Tuesday, 13 May 2014

Barbacoa and Butchers

I've posted already about barbacoa, that time prepared in a slow cooker. I'm no longer in Mexico, though the slow cooker still is, somewhere, and I really missed my weekend barbacoa.

The problem wasn't the cooking vehicle though. Finding any cut of meat beyond the most standard in Ireland is actually a bit of a chore. A butcher these days seems to be a guy who slathers some horrible marinade on some chops and arranges them on a tray. I've tried to find flank steak, beef cheek, beef tongue and beef shin in all types of butchers and have got everything from a vacant stare, to an assurance "we don't keep that, the meat inspector makes us throw it out", to promises to order it an call me.. that never seem to be fulfilled.

After more driving around town than I would have though necessary I picked up two smallish beef cheeks, so was finally able to make some barbacoa.

(There was a whole palaver between the butcher and his helper. There-is-one-there-I'm-sure-no-there isn't-yes-there-is-I'm-sure, followed by a long trip to the cold room and the cheeks were put quickly into a bag whereupon I was then asked "you're going to cook it slow yeah?". Between that and the exploratory cut I found later in the meet I'd say the butcher wasn't very confident in his product... or just thought I was insane. Anyway, it cooked up fine and I'm still alive.)
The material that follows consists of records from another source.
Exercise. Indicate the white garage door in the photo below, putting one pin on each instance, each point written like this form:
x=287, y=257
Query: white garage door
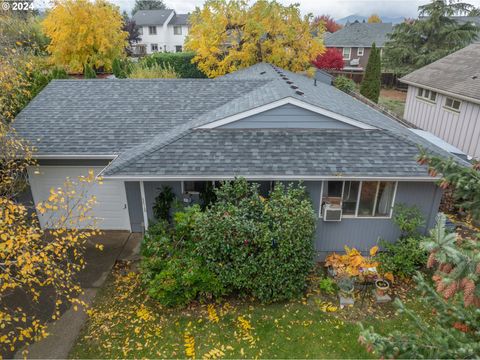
x=111, y=208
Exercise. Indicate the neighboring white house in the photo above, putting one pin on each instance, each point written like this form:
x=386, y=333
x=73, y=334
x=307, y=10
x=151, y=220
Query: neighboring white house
x=444, y=99
x=160, y=30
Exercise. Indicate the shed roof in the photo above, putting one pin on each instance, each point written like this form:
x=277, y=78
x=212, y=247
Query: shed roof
x=457, y=73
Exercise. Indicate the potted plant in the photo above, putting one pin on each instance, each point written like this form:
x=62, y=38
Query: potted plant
x=346, y=285
x=381, y=286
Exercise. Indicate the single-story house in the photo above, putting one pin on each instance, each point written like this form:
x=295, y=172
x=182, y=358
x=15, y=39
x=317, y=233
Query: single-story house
x=262, y=123
x=444, y=99
x=355, y=42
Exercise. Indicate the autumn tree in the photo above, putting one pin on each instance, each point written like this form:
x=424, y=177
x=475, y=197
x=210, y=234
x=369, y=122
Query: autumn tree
x=371, y=83
x=434, y=35
x=374, y=19
x=230, y=35
x=131, y=28
x=328, y=22
x=332, y=59
x=85, y=33
x=148, y=5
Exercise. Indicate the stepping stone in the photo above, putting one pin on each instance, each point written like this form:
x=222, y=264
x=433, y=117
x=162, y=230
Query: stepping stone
x=344, y=301
x=381, y=298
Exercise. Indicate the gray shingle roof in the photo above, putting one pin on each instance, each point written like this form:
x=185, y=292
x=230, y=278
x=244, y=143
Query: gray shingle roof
x=359, y=35
x=146, y=121
x=281, y=152
x=457, y=73
x=179, y=19
x=110, y=116
x=151, y=17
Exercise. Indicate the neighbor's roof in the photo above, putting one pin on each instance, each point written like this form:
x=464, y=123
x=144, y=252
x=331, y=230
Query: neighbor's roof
x=359, y=35
x=153, y=127
x=179, y=19
x=457, y=73
x=151, y=17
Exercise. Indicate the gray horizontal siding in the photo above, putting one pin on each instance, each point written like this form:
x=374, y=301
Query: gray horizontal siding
x=288, y=116
x=365, y=233
x=359, y=233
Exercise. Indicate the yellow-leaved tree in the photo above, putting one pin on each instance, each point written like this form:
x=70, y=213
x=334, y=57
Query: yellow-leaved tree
x=84, y=33
x=374, y=19
x=230, y=35
x=38, y=268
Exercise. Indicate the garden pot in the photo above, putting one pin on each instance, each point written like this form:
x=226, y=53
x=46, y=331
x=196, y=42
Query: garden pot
x=381, y=286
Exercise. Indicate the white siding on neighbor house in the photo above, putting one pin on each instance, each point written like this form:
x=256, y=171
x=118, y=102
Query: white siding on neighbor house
x=165, y=38
x=461, y=129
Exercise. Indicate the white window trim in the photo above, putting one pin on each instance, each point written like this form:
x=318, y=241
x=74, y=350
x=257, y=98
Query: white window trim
x=144, y=205
x=425, y=99
x=278, y=103
x=358, y=201
x=446, y=107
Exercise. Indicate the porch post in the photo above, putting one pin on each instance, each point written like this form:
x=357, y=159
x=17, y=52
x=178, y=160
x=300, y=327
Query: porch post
x=144, y=205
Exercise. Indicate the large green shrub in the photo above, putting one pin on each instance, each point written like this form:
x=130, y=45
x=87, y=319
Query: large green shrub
x=180, y=62
x=262, y=247
x=172, y=271
x=402, y=258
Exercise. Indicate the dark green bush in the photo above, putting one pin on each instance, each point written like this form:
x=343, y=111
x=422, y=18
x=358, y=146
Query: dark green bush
x=181, y=63
x=408, y=219
x=402, y=258
x=183, y=280
x=256, y=246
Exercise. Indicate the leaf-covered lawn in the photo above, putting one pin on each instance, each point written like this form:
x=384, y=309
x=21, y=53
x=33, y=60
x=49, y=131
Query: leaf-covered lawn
x=124, y=323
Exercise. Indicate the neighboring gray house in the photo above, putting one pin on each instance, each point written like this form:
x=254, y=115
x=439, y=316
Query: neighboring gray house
x=444, y=99
x=355, y=42
x=262, y=123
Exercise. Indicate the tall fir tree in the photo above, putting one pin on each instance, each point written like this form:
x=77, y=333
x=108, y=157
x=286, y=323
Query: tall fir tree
x=371, y=82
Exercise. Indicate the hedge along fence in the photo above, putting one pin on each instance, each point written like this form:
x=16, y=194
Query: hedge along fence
x=181, y=63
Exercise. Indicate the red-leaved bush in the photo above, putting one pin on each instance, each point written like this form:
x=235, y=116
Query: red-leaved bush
x=331, y=59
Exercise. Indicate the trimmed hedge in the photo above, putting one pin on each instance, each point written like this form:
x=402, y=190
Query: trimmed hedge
x=181, y=63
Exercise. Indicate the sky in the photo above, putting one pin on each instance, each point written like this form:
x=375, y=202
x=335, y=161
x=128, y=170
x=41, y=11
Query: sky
x=335, y=8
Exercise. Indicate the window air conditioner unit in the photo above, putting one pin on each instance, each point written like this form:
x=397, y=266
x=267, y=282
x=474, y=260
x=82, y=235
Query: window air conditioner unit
x=332, y=213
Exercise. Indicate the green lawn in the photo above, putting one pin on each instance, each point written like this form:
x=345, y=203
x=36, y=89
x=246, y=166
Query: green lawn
x=124, y=323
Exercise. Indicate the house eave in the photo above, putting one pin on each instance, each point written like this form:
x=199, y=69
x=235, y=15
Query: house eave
x=266, y=177
x=443, y=92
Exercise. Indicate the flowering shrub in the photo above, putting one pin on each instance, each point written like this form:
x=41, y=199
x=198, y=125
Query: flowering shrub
x=257, y=246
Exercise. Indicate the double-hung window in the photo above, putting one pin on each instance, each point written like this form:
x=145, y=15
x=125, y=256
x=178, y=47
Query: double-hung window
x=361, y=199
x=177, y=30
x=426, y=94
x=452, y=104
x=152, y=30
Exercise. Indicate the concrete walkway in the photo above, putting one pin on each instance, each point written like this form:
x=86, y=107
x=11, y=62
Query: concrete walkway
x=118, y=245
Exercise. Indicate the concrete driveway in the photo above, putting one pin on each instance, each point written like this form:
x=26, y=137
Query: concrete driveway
x=118, y=245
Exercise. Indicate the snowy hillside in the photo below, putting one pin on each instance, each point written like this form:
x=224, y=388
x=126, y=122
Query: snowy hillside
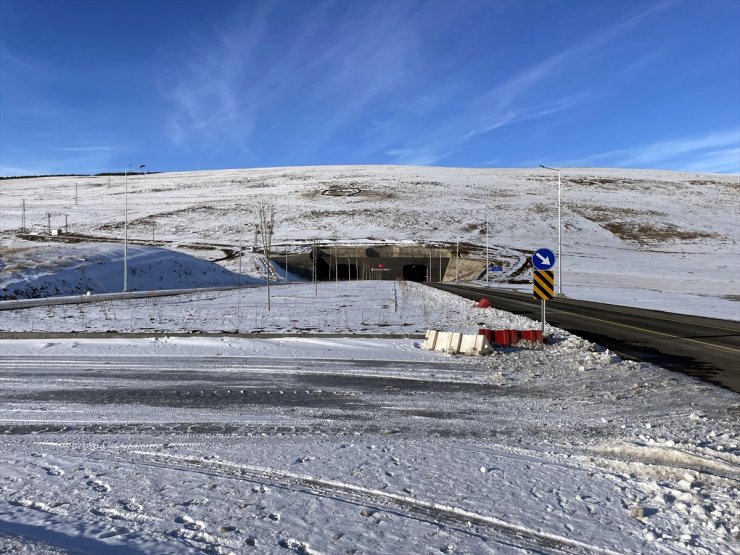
x=645, y=238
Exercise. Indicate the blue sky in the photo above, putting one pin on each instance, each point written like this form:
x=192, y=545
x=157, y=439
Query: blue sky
x=93, y=86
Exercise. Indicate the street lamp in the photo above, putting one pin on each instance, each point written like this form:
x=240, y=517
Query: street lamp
x=125, y=230
x=560, y=227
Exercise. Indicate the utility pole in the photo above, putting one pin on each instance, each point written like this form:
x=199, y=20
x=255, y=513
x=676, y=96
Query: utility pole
x=267, y=227
x=457, y=263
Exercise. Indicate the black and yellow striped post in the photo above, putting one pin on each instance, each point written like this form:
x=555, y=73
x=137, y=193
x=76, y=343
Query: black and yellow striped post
x=544, y=285
x=543, y=288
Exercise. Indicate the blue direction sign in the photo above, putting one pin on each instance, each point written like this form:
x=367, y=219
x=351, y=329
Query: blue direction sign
x=543, y=259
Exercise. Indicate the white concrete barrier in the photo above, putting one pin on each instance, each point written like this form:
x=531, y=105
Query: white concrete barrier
x=456, y=343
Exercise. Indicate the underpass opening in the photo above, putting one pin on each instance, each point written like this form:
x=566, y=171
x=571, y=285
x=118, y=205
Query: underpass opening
x=415, y=272
x=346, y=272
x=378, y=262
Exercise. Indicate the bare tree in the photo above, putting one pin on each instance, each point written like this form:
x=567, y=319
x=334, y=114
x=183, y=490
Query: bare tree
x=266, y=227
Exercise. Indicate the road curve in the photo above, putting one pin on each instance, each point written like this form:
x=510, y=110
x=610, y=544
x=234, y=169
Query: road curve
x=706, y=348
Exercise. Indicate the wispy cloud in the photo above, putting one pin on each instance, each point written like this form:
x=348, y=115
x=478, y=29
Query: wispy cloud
x=511, y=102
x=712, y=152
x=248, y=84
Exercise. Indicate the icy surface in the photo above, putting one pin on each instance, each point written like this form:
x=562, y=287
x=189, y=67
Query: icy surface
x=325, y=445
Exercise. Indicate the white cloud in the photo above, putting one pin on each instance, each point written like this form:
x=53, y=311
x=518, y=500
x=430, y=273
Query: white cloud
x=712, y=152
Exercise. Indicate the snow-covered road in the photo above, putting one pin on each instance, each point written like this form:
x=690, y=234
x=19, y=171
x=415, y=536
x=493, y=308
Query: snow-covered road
x=356, y=445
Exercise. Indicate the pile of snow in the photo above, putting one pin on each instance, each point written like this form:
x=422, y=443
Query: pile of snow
x=40, y=269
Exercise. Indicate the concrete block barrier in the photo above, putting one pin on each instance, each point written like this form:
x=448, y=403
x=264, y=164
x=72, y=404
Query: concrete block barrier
x=508, y=338
x=456, y=343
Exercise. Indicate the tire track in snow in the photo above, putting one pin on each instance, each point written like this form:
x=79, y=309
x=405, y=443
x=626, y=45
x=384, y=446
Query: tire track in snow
x=413, y=506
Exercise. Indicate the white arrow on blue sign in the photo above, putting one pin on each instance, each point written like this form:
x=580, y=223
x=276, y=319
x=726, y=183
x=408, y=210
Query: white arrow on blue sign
x=543, y=259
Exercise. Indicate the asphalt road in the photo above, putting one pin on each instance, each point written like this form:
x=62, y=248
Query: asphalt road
x=706, y=348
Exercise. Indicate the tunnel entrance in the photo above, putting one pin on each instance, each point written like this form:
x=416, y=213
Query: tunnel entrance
x=384, y=262
x=346, y=272
x=415, y=272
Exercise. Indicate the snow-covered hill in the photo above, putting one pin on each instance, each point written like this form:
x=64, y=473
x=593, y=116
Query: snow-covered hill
x=660, y=239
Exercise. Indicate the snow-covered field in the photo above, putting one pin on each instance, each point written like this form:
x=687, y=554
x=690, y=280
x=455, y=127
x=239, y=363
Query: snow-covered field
x=336, y=445
x=642, y=238
x=312, y=444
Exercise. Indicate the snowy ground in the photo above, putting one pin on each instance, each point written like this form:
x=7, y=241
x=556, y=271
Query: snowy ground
x=653, y=239
x=311, y=445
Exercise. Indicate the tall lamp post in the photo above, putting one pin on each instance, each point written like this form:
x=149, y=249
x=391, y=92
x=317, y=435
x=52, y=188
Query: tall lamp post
x=560, y=235
x=125, y=229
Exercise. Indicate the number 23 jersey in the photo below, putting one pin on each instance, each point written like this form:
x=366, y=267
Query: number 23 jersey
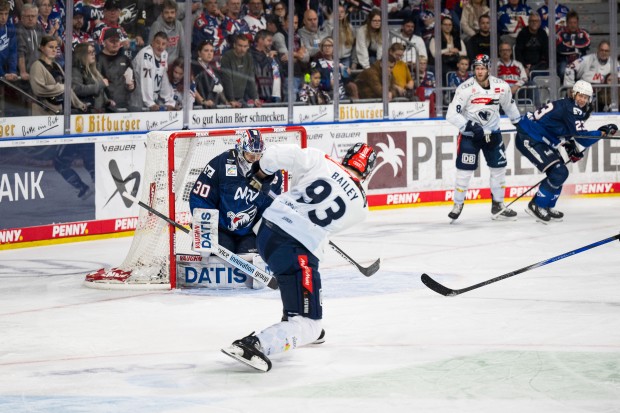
x=323, y=198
I cooked it in the pressure cooker rather than the slow cooker. For the liquid I blended some onion and good half a head of garlic, a couple of cloves, salt and a couple of chiles de arbol with a couple of cups of water. I used this as the liquid in the pressure cooker. The meat cooked for just under two hours and turned out perfectly. Exactly the smooth, meaty, unctuous dish I remember and missed so much.

Operation arrachera on the other hand is still ongoing. Unfortunately.

The very definition of Mexican food is a multicultural cuisine

From The Splendid Table

'The very definition of Mexican food is a multicultural cuisine' 

A conversation between Pati Jinich and Gustavo Arellano (she of Pati's Mexican table and he of the book Taco USA and the very funny Ask a Mexican column) on the multicultural nature of Mexican cuisine.

It's something I hadn't originally been aware of. It's not until you are there and see the soy sauce, magi sauce and Worcester sauce everywhere as well as the pastries that you realise how much Mexican cuisine has adsorbed from elsewhere.